Invece, l’operatore sanmarinese è tenuto a:
emettere fattura in quattro esemplari, indicando il proprio numero identificativo e il numero di partita IVA del
cessionario italiano;
indicare sulla fattura l’ammontare dell’IVA dovuta dal cessionario in correlazione al tipo di beni ceduti (si applica
l’aliquota IVA in vigore a San Marino, aliquota che in linea di massima trova corrispondenza in Italia);
presentare al proprio Ufficio tributario i quattro esemplari della fattura accompagnate da un elenco di presentazione
riepilogativo anch’esso in quattro esemplari;
consegnare all’Ufficio tributario la somma corrispondente all’ammontare dell’IVA risultante dall’elenco di
presentazione;
trasmettere la fattura originale, perforata e timbrata, restituita dall’Ufficio tributario sanmarinese al cessionario
italiano.
Adempimenti da osservare e contabilizzazione
delle fatture d’acquisto
Resi merce
Secondo la R.M. 5 maggio 1982, n. 3903435, l’operatore italiano per i resi di merce dovrebbe
emettere fattura di cessione merci,non imponibile ai sensi dell’art. 8 del D.P.R. n. 633/1972
unitamente al relativo documento di trasporto.
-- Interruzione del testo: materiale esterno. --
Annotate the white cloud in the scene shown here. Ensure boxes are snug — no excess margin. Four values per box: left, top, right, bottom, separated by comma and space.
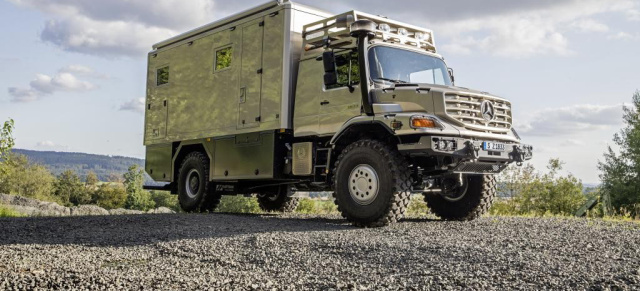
35, 140, 71, 151
518, 104, 624, 136
607, 31, 636, 40
119, 98, 146, 113
8, 0, 218, 57
8, 66, 97, 102
434, 0, 637, 58
60, 65, 110, 79
7, 87, 40, 103
571, 18, 609, 32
Beni ricevuti in conto lavorazione
I passaggi dei beni ricevuti in conto lavorazione sono regolati dalla C.M. 20 aprile 1973, n.
30/510542, le cui indicazioni devono ritenersi ancora valide.
I beni inviati a scopo di lavorazione in Italia da operatori sanmarinesi debbono essere annotati da
coloro che eseguono la lavorazione in apposito registro debitamente numerato e bollato, ai sensi
dell’art. 39 del D.P.R. n. 633/1973. Tale annotazione va effettuata sulla scorta di apposita nota di
accompagnamento, emessa dal committente con l’indicazione della natura e quantità dei beni in
questione,debitamente vidimata dall’Ufficio tributario della Repubblica di San Marino.
Attenzione: In fattura troverà indicazione il corrispettivo della lavorazione: tale importo risulterà
non imponibile IVA ai sensi dell’art. 9, primo comma, n. 9, del D.P.R. n. 633/19736. L’operatore
italiano deve quindi emettere fattura per la lavorazione con l’indicazione del corrispettivo e
l’indicazione della norma di non imponibilità, utilizzando ad esempio la dicitura “importo non
imponibile ai sensi dell’art. 9, primo comma,n. 9 del D.P.R. n. 633/1973”. La fattura va emessa in
duplice esemplare, il duplo, vistato dall’Ufficio tributario della Repubblica di San Marino,
costituirà la prova dell’avvenuta reintroduzione dei beni nel territorio sanmarinese.